This post is mainly inspired by findings from the previous testing of MySQL 8.0 on TPCC workload(s) and observations from IO-bound Sysbench OLTP on Optane -vs- SSD. But also by several "urban myths" I'm often hearing when discussing with users about their IO-bound OLTP performance problems :

Myth #1 : "if I'll double the number of my storage drives -- I'll get x2 times better TPS !"
  • this was mostly true during "HDD era", and again..
  • (ex.: a single thread app doing single random IO reads from a single HDD will not go faster by doing the same from 2x HDD -- similar like single thread workload will not run faster on 8CPU cores -vs- 2CPU cores, etc.)
  • all depends on your workload and how many parallel IO operations you're involving..
  • indeed, it is much more easier to saturate HDD, but it's much more harder to do it with modern SSD/NVMe
  • NOTE : we're speaking about OLTP (e.g. if you started to observe full table scans in your workload -- means you're already doing something wrong ;-))
  • simple rule : if you're not saturating your storage on any of its limits => you'll not see any gain by adding more drives, you'll probably just have a bigger storage space, that's all.

Myth #2 : "I'll go faster with flash drive which is claimed capable x2 times more IOps in specs than my current drive !"
  • if you're expecting to run OLTP workload, rather pay attention to IO latency first !
  • sometimes it may be not mentioned these x2 times more IOps were obtained with x4 times more IO threads ;-))
  • e.g. a drive capable of x2 times more IOps but with x4 times higher latency will still be x4 times slower than your current drive on 1 user load, and 2, and 4, and .. maybe up to 64 ? (depends on where your current drive the limit is reached) -- and if you don't have more than 64 concurrent users ? -- then you'll never see your x2 times more IOps, but rather x4 times worse TPS ;-))

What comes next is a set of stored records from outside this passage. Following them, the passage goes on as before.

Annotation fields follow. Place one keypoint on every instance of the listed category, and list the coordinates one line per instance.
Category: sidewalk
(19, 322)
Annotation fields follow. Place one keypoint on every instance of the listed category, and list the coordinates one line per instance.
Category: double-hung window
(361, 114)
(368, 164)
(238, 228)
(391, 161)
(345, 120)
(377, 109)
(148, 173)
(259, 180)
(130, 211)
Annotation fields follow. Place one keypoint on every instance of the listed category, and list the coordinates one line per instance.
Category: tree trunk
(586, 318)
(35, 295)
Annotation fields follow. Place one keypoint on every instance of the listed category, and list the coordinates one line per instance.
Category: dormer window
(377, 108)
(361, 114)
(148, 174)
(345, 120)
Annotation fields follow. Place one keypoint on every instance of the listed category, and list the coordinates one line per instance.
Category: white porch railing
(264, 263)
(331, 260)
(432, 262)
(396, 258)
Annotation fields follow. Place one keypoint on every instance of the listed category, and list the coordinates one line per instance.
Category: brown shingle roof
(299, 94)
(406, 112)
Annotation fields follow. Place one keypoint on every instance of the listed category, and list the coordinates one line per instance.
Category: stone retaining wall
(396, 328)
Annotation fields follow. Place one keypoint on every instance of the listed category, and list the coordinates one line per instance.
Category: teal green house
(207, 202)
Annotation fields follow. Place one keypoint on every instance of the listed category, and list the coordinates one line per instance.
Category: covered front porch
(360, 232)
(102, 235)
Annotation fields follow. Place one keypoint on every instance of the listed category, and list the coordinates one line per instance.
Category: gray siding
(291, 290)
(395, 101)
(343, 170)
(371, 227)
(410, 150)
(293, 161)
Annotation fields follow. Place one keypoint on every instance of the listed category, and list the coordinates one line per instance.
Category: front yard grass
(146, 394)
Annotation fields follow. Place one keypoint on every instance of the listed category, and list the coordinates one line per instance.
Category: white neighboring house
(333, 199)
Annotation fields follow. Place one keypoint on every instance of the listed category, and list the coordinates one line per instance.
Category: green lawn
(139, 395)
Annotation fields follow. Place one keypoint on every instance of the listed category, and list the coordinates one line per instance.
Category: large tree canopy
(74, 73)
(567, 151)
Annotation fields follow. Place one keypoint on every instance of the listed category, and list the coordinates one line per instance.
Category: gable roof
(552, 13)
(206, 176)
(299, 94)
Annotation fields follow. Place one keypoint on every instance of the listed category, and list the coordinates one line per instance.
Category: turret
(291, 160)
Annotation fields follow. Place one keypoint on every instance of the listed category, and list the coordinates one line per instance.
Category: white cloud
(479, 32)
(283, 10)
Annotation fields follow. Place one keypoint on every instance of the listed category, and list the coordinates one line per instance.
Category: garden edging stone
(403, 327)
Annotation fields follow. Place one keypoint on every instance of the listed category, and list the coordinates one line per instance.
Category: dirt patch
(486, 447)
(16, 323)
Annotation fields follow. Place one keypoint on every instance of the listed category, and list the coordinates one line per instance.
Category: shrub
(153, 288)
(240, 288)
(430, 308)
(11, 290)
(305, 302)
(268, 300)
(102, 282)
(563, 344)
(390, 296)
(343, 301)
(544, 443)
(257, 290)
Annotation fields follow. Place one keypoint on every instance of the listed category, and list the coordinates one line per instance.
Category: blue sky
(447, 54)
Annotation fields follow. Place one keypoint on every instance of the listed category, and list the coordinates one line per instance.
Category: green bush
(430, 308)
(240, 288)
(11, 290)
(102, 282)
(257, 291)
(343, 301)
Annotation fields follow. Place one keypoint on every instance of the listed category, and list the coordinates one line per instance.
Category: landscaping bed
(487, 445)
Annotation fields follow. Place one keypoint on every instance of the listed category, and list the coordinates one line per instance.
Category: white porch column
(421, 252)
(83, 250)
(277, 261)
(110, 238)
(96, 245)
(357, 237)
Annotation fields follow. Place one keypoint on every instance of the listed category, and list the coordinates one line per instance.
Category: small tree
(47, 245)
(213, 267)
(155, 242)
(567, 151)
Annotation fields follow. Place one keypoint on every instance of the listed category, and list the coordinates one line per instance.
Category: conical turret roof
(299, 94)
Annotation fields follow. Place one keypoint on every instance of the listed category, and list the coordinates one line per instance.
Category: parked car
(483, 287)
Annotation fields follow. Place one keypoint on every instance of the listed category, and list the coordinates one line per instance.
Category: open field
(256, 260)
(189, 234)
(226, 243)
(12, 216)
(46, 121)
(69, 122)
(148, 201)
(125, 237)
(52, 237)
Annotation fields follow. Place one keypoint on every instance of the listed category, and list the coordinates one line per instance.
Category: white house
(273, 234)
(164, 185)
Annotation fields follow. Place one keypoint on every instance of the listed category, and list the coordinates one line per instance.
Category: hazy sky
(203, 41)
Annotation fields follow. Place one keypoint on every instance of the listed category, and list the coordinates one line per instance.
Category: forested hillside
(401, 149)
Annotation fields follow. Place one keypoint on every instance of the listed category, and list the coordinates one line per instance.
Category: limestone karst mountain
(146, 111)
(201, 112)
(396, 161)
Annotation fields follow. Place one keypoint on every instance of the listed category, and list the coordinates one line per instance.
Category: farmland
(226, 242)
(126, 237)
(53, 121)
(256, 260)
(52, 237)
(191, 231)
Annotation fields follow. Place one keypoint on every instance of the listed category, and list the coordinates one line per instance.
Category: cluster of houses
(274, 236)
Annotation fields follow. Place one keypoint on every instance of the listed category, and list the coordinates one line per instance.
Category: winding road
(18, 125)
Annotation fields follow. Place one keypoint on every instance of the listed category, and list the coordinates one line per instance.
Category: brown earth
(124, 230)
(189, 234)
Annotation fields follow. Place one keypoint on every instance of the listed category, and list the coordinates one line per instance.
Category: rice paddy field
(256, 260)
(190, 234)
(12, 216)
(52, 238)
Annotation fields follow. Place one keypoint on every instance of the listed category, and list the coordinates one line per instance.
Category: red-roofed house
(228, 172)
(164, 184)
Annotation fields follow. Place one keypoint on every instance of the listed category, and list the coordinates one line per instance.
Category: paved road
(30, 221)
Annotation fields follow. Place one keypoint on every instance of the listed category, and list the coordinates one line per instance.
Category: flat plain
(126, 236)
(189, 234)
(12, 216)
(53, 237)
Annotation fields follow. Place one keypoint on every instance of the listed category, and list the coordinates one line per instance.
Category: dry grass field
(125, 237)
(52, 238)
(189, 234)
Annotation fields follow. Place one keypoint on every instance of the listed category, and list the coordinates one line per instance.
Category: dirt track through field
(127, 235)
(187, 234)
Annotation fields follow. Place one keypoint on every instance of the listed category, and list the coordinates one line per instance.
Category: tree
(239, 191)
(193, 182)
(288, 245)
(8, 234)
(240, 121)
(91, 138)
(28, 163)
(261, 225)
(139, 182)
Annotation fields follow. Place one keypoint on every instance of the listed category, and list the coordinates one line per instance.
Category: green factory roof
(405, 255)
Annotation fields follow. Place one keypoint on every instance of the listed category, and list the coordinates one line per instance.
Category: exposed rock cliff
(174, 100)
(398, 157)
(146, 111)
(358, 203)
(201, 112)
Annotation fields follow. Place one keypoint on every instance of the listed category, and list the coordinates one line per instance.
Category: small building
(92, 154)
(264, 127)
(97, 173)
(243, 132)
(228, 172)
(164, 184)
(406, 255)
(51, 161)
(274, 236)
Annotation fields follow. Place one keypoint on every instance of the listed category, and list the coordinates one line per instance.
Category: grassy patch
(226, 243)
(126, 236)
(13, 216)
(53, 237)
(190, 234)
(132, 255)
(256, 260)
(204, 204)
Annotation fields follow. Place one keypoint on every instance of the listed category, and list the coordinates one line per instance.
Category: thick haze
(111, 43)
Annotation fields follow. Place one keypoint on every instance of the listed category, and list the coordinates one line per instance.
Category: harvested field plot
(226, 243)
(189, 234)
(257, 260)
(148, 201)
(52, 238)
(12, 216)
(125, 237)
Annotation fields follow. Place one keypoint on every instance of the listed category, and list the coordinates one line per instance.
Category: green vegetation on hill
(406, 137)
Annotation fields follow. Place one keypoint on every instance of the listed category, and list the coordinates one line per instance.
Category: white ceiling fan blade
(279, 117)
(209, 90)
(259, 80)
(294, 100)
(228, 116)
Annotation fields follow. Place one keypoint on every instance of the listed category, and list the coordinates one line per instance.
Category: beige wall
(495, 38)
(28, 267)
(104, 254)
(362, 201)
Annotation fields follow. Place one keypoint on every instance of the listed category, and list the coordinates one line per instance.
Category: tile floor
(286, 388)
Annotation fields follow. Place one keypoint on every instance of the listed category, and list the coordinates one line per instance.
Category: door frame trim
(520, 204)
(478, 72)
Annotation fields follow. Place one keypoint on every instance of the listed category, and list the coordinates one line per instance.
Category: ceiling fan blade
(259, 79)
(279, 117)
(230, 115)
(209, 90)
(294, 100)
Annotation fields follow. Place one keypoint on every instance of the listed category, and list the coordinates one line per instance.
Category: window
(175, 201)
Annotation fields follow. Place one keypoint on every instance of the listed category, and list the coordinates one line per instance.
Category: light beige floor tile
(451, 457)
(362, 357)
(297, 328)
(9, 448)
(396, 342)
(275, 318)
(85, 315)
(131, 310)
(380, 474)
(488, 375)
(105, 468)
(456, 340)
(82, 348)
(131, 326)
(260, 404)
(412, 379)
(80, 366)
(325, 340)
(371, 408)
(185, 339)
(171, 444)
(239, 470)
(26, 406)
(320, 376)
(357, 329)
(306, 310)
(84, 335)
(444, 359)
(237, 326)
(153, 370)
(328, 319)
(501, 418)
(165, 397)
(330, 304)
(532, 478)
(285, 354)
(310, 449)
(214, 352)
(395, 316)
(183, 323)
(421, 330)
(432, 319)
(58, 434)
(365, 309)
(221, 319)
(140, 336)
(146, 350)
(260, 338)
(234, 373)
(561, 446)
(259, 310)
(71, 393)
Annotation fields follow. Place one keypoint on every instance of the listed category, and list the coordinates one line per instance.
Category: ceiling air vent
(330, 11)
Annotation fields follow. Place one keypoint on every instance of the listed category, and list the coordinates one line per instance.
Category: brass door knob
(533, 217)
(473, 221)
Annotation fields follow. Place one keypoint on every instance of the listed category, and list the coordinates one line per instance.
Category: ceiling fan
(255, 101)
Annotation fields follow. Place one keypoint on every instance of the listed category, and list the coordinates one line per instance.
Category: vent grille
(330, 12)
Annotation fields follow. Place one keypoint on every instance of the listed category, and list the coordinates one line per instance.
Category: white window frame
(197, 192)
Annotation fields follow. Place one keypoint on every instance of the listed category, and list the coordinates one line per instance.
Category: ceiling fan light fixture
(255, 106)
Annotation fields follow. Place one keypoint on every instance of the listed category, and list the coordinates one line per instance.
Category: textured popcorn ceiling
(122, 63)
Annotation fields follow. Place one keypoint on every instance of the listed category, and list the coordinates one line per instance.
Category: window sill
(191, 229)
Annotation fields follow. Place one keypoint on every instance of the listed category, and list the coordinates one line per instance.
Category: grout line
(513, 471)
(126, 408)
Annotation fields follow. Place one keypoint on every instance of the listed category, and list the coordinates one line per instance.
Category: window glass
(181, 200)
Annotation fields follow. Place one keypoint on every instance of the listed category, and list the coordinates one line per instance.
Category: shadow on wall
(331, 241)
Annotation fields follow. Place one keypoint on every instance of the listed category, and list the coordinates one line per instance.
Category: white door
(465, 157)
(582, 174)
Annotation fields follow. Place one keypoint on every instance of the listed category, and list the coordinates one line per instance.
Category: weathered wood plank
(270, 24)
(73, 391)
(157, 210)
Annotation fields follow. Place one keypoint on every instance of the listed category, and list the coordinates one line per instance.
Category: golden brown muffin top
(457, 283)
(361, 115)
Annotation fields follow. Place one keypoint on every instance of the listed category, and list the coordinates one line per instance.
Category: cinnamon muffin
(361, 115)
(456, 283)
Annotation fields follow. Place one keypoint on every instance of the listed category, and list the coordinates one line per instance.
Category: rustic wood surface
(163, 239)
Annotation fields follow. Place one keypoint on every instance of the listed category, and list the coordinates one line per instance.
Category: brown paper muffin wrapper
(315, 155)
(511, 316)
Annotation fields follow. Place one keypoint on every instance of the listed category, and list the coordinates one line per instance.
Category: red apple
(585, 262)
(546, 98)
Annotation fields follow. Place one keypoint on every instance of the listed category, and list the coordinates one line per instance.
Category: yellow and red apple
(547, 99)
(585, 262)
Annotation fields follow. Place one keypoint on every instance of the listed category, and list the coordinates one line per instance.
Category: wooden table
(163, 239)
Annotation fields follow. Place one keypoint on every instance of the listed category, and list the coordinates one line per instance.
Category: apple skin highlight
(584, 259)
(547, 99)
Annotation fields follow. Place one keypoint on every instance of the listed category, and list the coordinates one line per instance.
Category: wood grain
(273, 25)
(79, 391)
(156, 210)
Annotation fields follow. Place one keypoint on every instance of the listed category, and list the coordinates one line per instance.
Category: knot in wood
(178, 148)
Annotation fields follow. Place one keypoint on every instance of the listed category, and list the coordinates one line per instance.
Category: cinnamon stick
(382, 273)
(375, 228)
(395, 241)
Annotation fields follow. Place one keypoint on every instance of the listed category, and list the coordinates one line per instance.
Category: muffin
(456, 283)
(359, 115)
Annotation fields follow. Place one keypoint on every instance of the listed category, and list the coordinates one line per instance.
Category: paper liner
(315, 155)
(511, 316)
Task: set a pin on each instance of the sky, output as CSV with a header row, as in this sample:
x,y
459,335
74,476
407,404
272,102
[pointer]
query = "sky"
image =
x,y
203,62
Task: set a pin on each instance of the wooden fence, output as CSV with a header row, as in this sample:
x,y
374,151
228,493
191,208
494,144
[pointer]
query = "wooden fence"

Test it yourself - this is the only advice I could give you !
  • because "only a real test will give you a real answer" (and I'm repeating to say it again and again.. ;-))
  • testing your own workload will give you the best answer !
  • otherwise you may still use some generic benchmark workloads which are representative for you
  • for ex. your new flash drive may be look better from all points and passing very well all generic pure IO tests, but show x3 times worse results once used by MySQL -- and this is just because, for ex., every involved fsync() will take x3 times more time, etc. (based on real story, no kidding ;-))

So far, for the following story I'll use :
  • Sysbench-TPCC workload, 10x100W (x10 of 100 warehouses, ~100GB data, here is why)
  • Same Skylake server as before, same config, etc.
  • and the same Optane & SSD as in the previous testing, except that I'll also add to the game x2 Optane drives used as a single RAID-0 MDM volume !
  • EXT4 is used on top of each drive or volume

Starting Test scenario :
  • concurrent users : 1, 2, 4, .. 1024
  • trx_commit : 1 (flush REDO on every COMMIT)
  • Buffer Pool (BP) : 128GB (in-memory), 32GB (IO-bound)

Sorry, no "user friendly" graphs this time, but hope it'll still be easy to understand the results ;-))

On the first graph you'll see :
  • 3 test results : with x2 Optaine first, then with single Optane, and then single SSD
  • on each test the load is going from 1, 2, 4 .. up to 1024 concurrent users
  • the Commits/sec curve is showing obtained TPS level

and the first result is with 128GB BP :


InnoDB Buffer Pool 128GB

Comments :
  • first of all, as you can see, TPS is not better with two -vs- one Optane
  • as we're not hitting any single limit of Optane drive, there is no any gain by using x2 ;-))
  • also, regardless the used data volume is ~100GB, we're not observing here such a big difference between Optane -vs- SSD as it was with Sysbench OLTP on a similar data size and still "in-memory"..
  • this because TPCC workload is much less aggressive on IO writes, so REDO flushing is less impacted..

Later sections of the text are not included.